A final series of payments — Loral refers to it as a “per diem amount” — of about $5.8 million per month will be paid by MDA until the deal closes. The start date for this payment was last March 31, Loral said.

When all these pieces are assembled, MDA is paying about $1.1 billion for SS/L, which reported $1.1 billion in revenue in 2011. SS/L reported operating EBITDA of $153 million in 2011 and, as of March 31, reported a backlog of $2 billion.

Friedmann said purchasing SS/L “is a game-changing transaction for our company. Post-acquisition, more than two-thirds of MDA’s total revenues will come from the commercial market.”

MDA reported about $800 million in revenue in 2011. The company has long protested that the same Canadian government that prohibited MDA’s sale to ATK of the United States in 2008 has declined to maintain a space program big enough to support MDA’s growth.

In search of growth vectors to compensate for the lack of sufficient Canadian government business, MDA in the past couple of years has moved up the satellite food chain to offer full commercial telecommunication satellite payloads and even complete satellites.

The company has been successful in Russia and recently won a contract to provide the electronics payload for the Amos 6 satellite owned by Spacecom of Israel.
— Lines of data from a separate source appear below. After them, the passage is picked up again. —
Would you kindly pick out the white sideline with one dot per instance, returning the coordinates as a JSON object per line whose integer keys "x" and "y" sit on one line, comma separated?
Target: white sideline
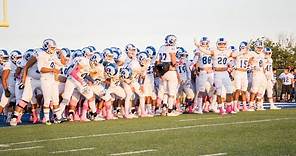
{"x": 148, "y": 130}
{"x": 73, "y": 150}
{"x": 134, "y": 152}
{"x": 2, "y": 145}
{"x": 204, "y": 118}
{"x": 23, "y": 148}
{"x": 216, "y": 154}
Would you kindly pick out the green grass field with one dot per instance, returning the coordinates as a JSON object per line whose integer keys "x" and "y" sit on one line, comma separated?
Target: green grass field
{"x": 247, "y": 133}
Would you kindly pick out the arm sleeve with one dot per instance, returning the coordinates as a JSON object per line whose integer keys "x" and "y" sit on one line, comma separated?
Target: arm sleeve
{"x": 74, "y": 74}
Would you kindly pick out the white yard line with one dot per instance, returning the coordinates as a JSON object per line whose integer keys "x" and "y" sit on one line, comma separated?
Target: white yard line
{"x": 216, "y": 154}
{"x": 23, "y": 148}
{"x": 148, "y": 130}
{"x": 73, "y": 150}
{"x": 134, "y": 152}
{"x": 2, "y": 145}
{"x": 204, "y": 118}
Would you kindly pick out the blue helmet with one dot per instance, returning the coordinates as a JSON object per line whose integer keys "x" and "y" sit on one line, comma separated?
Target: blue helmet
{"x": 4, "y": 55}
{"x": 181, "y": 53}
{"x": 66, "y": 52}
{"x": 242, "y": 45}
{"x": 96, "y": 59}
{"x": 204, "y": 41}
{"x": 111, "y": 69}
{"x": 221, "y": 40}
{"x": 130, "y": 47}
{"x": 116, "y": 52}
{"x": 92, "y": 48}
{"x": 126, "y": 73}
{"x": 259, "y": 44}
{"x": 267, "y": 50}
{"x": 143, "y": 58}
{"x": 28, "y": 54}
{"x": 77, "y": 53}
{"x": 15, "y": 55}
{"x": 48, "y": 43}
{"x": 87, "y": 52}
{"x": 151, "y": 51}
{"x": 107, "y": 53}
{"x": 232, "y": 48}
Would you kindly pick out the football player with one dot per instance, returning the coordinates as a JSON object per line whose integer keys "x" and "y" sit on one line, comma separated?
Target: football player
{"x": 166, "y": 64}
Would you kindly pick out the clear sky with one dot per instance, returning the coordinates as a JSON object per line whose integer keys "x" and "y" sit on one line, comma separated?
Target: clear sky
{"x": 104, "y": 23}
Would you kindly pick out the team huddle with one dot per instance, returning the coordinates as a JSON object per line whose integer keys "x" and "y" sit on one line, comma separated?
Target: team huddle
{"x": 57, "y": 85}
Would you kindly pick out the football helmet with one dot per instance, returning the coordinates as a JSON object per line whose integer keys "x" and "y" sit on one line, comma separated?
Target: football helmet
{"x": 111, "y": 69}
{"x": 151, "y": 51}
{"x": 15, "y": 55}
{"x": 126, "y": 73}
{"x": 181, "y": 53}
{"x": 28, "y": 54}
{"x": 143, "y": 58}
{"x": 49, "y": 43}
{"x": 243, "y": 45}
{"x": 4, "y": 56}
{"x": 170, "y": 40}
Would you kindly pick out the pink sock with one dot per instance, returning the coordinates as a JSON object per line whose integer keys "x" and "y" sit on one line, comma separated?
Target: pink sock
{"x": 84, "y": 109}
{"x": 108, "y": 107}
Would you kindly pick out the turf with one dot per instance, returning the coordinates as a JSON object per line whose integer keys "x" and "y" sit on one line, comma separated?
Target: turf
{"x": 246, "y": 133}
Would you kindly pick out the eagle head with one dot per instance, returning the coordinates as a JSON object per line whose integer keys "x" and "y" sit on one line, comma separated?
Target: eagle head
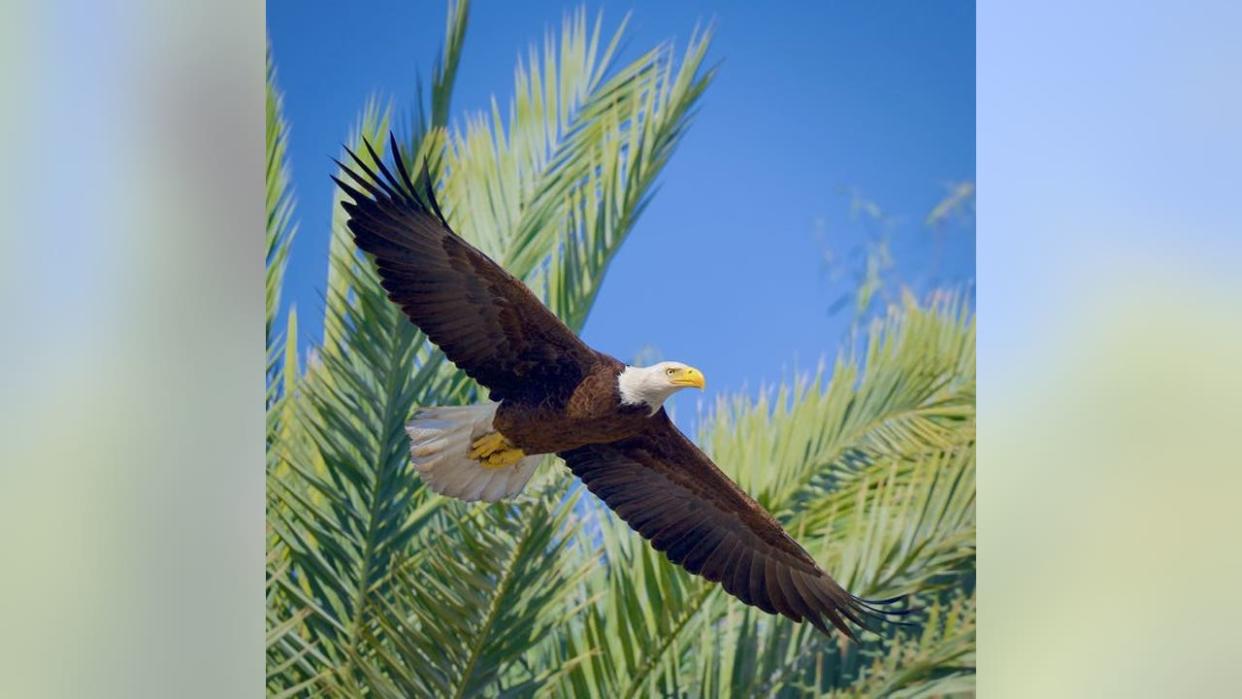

In a June 27 conference call with investors, Friedmann said he expected SS/L’s current management team to stay with the company, and that acquisition was not expected to result in layoffs at MDA or SS/L.

 

A Crowded Market

MDA’s post-SS/L reliance on the commercial space market for two-thirds of its revenue could have its downside. The commercial market has proved itself to be cyclical, and is highly competitive.

With U.S. Defense Department space-infrastructure spending no longer growing, U.S. satellite prime contractors Lockheed Martin Space Systems and Boeing Space and Intelligence Systems are sharpening their focus on the commercial market.

SS/L has eight notable competitors in a global satellite telecommunications market whose near-term demand is for less than 30 geostationary-orbiting telecommunications satellites per year: Lockheed Martin, Boeing and Orbital Sciences Corp. of the United States; Astrium Satellites, Thales Alenia Space and OHB AG of Europe; Mitsubishi Electric Corp. of Japan; and the China Academy of Space Technology.

Friedmann said the purchase will make MDA less reliant on a few large contracts in addition to reducing its exposure to the government market. A post-acquisition MDA, he said, would not feel as much pain if a contract such as the Canadian Space Agency’s Radarsat Constellation Mission is slowed or stopped, as has been the case in the past year.

Peter B. de Selding was the Paris bureau chief for SpaceNews.